Brand New puts it this way:
Back in May, on the blog of Alex Faaborg, Principal Designer on Firefox, the process of redesigning the icon began, then we got a rare chance of seeing the brief for the redesign (…) And then the design process began with Iteration 1. And, lord have mercy on the designers, they posted another 13 iterations for the public to comment.Lord have mercy on them indeed. I hope Mozilla did this just to share the process with the community, and not to gauge their approval mid-way through. I also hope they had the good sense not to present Anthony with choice posts - or worse, ask him to read through all the comments - as he worked his magic on the icon. No part of that sounds like it would improve the final product in any way. The man is already amazing at what it does - that’s why they hired him.

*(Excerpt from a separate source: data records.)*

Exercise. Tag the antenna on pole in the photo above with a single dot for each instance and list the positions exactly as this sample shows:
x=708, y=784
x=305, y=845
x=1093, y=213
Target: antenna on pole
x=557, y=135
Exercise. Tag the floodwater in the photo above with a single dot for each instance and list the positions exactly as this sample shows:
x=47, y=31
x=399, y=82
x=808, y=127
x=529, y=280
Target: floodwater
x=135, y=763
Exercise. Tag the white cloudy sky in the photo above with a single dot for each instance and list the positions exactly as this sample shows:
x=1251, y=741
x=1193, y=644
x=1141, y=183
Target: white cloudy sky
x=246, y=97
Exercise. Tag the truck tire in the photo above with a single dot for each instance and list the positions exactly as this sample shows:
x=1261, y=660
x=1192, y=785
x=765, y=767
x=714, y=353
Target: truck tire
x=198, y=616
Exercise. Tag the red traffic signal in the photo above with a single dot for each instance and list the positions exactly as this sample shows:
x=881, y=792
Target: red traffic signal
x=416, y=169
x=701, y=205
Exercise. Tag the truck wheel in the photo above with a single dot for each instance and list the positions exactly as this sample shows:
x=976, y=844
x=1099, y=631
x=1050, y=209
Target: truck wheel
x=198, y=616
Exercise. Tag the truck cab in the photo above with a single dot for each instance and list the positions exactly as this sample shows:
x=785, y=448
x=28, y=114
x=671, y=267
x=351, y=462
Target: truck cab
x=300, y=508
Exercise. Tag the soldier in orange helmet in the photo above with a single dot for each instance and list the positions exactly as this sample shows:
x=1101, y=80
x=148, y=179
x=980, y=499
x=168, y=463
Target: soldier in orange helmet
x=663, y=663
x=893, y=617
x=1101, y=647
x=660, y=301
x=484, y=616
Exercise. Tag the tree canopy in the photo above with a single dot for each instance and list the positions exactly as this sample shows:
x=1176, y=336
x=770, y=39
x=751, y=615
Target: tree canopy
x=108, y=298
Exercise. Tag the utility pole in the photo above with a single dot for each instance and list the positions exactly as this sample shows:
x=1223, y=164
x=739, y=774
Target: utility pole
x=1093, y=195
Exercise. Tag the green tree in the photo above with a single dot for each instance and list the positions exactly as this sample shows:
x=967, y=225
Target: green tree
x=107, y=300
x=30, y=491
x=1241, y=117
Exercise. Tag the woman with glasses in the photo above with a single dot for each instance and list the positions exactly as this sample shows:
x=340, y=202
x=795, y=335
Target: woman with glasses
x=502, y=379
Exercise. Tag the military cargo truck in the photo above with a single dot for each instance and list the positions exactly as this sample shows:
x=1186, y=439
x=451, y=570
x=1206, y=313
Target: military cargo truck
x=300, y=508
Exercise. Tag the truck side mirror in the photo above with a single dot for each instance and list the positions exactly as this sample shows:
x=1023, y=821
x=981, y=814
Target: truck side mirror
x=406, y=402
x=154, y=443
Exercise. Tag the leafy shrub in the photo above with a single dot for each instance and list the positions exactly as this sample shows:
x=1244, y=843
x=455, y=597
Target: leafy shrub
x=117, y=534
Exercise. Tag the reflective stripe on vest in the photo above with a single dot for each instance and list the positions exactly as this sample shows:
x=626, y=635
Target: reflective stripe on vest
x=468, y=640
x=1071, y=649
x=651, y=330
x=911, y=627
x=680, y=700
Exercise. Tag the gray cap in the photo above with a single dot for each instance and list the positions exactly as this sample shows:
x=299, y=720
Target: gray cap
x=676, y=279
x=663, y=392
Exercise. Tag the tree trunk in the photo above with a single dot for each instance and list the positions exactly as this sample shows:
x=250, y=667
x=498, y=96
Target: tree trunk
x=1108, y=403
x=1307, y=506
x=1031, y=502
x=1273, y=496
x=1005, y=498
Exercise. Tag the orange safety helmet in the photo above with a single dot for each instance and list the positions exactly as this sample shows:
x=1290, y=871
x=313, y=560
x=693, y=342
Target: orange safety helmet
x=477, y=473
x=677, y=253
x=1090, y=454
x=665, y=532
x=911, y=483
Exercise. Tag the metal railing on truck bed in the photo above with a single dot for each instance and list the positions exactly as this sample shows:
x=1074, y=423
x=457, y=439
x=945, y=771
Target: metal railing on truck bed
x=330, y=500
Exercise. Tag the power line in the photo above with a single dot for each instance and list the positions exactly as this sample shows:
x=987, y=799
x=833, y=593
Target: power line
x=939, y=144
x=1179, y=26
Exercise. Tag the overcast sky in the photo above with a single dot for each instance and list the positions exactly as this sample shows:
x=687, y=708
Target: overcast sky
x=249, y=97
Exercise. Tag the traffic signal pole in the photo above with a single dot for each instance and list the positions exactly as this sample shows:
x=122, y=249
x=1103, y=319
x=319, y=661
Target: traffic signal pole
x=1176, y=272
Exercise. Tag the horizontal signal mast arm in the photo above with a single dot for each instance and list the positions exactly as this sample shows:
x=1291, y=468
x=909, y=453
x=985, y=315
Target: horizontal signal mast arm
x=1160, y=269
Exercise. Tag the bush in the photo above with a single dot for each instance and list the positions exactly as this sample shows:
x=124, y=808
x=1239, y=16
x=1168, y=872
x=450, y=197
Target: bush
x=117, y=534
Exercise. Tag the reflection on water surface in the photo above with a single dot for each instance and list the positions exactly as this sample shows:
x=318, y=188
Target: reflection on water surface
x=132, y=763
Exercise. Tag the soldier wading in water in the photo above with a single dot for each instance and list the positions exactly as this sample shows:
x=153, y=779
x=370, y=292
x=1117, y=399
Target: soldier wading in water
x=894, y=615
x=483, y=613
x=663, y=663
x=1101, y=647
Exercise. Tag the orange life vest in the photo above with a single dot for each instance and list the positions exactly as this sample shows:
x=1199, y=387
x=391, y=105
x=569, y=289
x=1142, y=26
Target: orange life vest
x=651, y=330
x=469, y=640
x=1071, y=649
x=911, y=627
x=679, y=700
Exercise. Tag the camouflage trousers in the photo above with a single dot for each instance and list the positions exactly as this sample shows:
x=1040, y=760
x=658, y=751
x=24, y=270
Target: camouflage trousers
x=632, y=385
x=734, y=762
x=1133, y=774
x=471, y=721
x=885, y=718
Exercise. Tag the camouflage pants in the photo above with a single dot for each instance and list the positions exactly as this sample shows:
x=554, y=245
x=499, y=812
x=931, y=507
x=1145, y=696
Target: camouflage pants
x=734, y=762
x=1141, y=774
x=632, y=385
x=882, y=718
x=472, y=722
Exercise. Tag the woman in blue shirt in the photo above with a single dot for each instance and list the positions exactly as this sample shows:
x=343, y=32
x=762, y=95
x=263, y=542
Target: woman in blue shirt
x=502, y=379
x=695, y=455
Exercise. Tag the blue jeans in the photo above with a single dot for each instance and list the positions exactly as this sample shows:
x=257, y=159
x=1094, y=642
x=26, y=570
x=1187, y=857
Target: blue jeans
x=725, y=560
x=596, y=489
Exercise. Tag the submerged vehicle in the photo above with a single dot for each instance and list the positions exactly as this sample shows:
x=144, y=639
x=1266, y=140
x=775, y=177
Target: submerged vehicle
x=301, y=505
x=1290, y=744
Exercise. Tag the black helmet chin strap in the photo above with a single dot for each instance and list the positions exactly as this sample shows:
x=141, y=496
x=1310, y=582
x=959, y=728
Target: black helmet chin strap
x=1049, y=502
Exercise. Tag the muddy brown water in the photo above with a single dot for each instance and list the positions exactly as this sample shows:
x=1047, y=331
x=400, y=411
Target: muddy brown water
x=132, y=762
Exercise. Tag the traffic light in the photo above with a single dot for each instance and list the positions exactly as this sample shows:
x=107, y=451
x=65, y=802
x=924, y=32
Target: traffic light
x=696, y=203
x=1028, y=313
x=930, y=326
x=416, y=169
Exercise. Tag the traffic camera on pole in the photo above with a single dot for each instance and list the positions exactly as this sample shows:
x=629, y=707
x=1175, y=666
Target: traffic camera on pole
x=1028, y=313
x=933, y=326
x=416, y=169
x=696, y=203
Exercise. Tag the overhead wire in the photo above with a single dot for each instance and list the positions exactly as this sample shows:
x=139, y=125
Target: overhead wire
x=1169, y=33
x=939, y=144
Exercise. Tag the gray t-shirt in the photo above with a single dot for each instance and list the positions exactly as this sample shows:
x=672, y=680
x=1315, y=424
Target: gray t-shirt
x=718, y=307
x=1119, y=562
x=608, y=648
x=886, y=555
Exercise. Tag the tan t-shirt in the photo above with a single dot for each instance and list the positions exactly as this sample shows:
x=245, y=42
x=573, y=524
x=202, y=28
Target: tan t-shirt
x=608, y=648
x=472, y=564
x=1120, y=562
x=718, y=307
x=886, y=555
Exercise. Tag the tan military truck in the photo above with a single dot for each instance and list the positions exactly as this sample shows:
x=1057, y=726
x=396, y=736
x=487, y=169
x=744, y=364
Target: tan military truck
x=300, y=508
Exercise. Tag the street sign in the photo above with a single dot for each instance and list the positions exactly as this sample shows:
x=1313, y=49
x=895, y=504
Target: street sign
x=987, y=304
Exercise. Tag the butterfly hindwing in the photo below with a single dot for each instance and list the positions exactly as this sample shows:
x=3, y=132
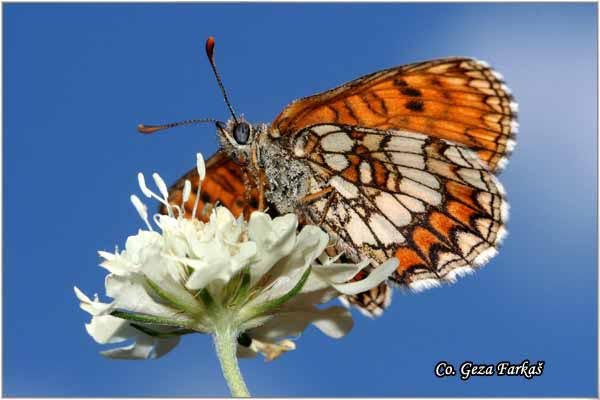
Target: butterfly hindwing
x=431, y=203
x=458, y=99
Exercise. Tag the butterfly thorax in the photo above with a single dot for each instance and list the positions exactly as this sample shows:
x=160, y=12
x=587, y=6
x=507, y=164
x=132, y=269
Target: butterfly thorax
x=258, y=151
x=287, y=177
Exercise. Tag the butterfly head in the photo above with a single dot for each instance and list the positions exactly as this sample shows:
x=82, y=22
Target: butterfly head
x=237, y=138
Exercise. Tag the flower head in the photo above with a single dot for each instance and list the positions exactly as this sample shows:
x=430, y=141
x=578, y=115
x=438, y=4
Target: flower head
x=261, y=280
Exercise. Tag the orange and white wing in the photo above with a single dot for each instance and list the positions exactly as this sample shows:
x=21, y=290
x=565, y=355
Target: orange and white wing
x=429, y=202
x=224, y=184
x=459, y=99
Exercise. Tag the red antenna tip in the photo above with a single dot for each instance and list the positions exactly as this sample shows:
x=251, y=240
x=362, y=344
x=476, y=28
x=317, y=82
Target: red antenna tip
x=210, y=47
x=149, y=129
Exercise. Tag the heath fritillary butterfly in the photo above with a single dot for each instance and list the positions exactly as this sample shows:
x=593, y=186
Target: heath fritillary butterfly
x=399, y=163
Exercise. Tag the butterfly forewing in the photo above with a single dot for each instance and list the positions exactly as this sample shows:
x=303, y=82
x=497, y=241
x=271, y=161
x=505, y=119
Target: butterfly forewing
x=223, y=184
x=429, y=202
x=400, y=163
x=458, y=99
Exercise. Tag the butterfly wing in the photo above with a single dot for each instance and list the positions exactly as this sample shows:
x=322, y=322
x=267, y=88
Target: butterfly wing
x=458, y=99
x=429, y=202
x=224, y=183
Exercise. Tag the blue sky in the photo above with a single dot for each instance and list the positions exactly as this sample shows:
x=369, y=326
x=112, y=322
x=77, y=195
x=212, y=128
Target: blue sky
x=79, y=78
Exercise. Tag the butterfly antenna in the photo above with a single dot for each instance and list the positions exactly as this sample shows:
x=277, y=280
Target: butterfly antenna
x=155, y=128
x=210, y=50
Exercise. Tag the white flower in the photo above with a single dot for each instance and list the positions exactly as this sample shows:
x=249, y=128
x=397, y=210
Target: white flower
x=261, y=280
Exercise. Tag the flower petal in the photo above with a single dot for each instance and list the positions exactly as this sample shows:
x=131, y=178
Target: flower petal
x=108, y=329
x=334, y=322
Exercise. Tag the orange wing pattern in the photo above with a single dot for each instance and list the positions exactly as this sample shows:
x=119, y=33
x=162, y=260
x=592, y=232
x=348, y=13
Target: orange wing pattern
x=224, y=183
x=458, y=99
x=429, y=202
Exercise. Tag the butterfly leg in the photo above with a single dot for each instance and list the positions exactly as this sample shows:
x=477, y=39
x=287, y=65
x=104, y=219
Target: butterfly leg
x=247, y=193
x=261, y=189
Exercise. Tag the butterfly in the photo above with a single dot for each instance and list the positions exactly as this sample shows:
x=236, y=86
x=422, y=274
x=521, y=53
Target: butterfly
x=398, y=163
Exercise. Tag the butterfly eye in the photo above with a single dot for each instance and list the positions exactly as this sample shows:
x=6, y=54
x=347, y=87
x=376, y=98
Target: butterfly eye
x=241, y=133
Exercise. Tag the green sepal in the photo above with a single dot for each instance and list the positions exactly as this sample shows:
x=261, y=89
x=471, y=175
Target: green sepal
x=244, y=340
x=242, y=292
x=147, y=319
x=162, y=335
x=206, y=298
x=172, y=300
x=273, y=304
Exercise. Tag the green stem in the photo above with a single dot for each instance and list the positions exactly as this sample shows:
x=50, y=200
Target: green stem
x=226, y=344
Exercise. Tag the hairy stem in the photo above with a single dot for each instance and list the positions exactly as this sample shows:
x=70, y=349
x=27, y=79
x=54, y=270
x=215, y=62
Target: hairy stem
x=226, y=344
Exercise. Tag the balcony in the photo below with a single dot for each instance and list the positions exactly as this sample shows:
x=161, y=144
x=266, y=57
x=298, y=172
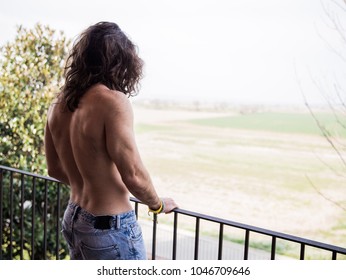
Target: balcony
x=31, y=209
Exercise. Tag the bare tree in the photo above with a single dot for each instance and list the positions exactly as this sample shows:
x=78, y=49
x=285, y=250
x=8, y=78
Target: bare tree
x=335, y=95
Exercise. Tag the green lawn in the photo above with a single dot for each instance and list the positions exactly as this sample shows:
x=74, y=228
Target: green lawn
x=302, y=123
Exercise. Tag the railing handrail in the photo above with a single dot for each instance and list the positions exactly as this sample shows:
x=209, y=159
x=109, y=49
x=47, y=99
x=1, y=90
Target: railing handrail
x=263, y=231
x=28, y=173
x=221, y=222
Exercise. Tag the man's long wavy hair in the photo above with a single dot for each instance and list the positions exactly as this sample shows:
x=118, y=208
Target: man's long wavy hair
x=102, y=54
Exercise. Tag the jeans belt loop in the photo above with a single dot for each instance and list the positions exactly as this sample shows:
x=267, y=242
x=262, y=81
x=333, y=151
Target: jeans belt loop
x=75, y=213
x=118, y=222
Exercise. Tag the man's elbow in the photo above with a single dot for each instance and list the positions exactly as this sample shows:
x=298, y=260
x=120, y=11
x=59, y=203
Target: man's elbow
x=55, y=172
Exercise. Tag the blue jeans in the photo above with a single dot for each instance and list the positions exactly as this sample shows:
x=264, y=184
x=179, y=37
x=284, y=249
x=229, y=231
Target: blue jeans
x=119, y=239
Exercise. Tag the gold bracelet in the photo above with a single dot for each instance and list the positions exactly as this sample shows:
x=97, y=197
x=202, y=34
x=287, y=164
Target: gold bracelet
x=160, y=210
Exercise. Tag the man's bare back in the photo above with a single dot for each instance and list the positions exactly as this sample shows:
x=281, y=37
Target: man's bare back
x=93, y=150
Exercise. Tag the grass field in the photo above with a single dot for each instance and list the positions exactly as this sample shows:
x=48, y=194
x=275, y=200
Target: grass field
x=273, y=169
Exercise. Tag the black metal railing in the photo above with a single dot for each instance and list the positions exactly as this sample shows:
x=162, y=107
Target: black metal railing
x=30, y=218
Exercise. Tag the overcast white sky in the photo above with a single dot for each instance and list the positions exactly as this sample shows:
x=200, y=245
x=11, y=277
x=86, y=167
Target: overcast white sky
x=243, y=51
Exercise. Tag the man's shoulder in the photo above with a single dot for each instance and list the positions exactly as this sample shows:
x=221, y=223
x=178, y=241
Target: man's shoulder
x=108, y=99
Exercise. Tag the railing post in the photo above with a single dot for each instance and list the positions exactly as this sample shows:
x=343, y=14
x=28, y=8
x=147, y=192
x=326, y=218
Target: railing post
x=11, y=216
x=302, y=251
x=272, y=256
x=33, y=205
x=197, y=238
x=246, y=244
x=219, y=257
x=153, y=247
x=22, y=217
x=45, y=220
x=58, y=223
x=175, y=231
x=1, y=215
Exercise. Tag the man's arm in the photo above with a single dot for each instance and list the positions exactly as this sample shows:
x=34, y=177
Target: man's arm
x=54, y=166
x=122, y=148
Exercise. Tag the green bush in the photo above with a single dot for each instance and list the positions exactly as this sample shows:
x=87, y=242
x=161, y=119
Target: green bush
x=31, y=69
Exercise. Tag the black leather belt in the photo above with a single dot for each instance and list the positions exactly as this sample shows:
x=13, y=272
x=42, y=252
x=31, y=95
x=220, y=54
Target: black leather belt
x=104, y=222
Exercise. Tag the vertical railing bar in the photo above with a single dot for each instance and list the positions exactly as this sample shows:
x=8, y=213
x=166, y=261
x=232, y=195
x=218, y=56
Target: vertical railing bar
x=57, y=233
x=136, y=210
x=33, y=205
x=246, y=244
x=302, y=251
x=220, y=242
x=22, y=217
x=273, y=250
x=11, y=216
x=45, y=220
x=1, y=213
x=175, y=231
x=197, y=238
x=153, y=245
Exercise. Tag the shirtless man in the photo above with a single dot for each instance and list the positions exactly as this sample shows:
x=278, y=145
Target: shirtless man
x=90, y=146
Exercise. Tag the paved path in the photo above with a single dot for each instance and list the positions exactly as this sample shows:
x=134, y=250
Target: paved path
x=208, y=246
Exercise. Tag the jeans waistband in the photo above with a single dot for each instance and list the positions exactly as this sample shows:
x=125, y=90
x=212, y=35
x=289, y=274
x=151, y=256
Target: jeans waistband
x=101, y=222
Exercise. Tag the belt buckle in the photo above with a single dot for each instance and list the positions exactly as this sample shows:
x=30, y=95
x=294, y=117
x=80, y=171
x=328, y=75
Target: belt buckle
x=103, y=222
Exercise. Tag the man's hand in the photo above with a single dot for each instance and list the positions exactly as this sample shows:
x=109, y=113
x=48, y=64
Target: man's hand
x=170, y=205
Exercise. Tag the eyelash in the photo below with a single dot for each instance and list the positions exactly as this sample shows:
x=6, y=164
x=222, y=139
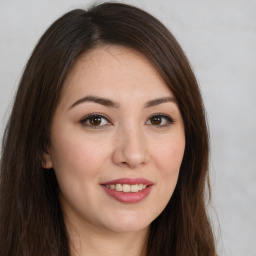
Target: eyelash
x=86, y=119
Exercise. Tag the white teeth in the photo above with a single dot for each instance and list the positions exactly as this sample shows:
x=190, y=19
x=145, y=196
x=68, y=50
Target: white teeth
x=119, y=187
x=126, y=187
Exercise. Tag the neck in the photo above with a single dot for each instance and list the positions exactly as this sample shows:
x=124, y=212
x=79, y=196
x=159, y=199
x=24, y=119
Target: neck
x=87, y=240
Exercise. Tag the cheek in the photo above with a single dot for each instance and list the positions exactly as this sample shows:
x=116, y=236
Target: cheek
x=168, y=157
x=77, y=157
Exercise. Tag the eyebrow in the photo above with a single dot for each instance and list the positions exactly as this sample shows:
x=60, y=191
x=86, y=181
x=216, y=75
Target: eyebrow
x=110, y=103
x=101, y=101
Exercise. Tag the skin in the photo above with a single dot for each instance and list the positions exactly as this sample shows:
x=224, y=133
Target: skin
x=125, y=143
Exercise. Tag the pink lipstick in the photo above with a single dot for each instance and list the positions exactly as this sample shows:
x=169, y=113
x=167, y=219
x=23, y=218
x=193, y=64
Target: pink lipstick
x=128, y=190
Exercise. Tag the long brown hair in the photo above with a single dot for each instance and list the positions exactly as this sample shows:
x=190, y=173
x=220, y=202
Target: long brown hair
x=31, y=221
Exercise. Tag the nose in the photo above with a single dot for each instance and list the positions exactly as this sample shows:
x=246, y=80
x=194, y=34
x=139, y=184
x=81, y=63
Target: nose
x=130, y=149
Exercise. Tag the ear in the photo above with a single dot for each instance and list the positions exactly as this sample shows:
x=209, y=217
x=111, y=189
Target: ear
x=47, y=160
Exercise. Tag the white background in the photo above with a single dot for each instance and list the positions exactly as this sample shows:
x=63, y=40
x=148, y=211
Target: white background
x=219, y=37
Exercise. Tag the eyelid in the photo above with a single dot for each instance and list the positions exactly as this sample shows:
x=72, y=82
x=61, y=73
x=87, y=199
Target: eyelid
x=169, y=119
x=87, y=117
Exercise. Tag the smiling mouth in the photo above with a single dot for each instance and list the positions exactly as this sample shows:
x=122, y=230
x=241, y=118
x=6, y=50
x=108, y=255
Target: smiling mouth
x=126, y=188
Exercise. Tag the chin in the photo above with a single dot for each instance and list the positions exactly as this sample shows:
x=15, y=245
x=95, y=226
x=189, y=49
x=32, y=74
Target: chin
x=129, y=223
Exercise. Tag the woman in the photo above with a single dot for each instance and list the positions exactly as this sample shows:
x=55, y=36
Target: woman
x=106, y=149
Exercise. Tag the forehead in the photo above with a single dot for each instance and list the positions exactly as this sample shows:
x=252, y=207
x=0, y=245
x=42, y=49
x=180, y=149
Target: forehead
x=110, y=70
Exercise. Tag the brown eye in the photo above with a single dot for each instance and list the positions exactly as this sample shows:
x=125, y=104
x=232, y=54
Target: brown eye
x=160, y=120
x=95, y=121
x=156, y=120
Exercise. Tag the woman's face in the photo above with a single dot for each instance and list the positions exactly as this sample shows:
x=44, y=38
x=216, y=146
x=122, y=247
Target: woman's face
x=117, y=141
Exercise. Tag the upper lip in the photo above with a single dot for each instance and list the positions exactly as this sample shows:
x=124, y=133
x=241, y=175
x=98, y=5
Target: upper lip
x=129, y=181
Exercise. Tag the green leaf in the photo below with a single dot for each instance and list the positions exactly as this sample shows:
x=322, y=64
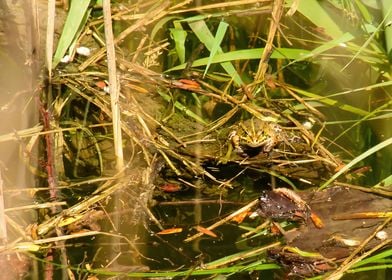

The following is not a perfect analogy, but here goes anyway: read this brief Wired story on the awful, awful song that was produced by public committee.
Also, as Brand New points out, this was not a radical redesign, so I’m wondering just how interesting it was to follow along anyway.
I do like seeing the designer reject the “flame” idea but kept subtler updates: Smoother fur, a little more land on the planet, and a tail that wraps beyond the horizon so the icon looks less like a 2D fox over a 3D world.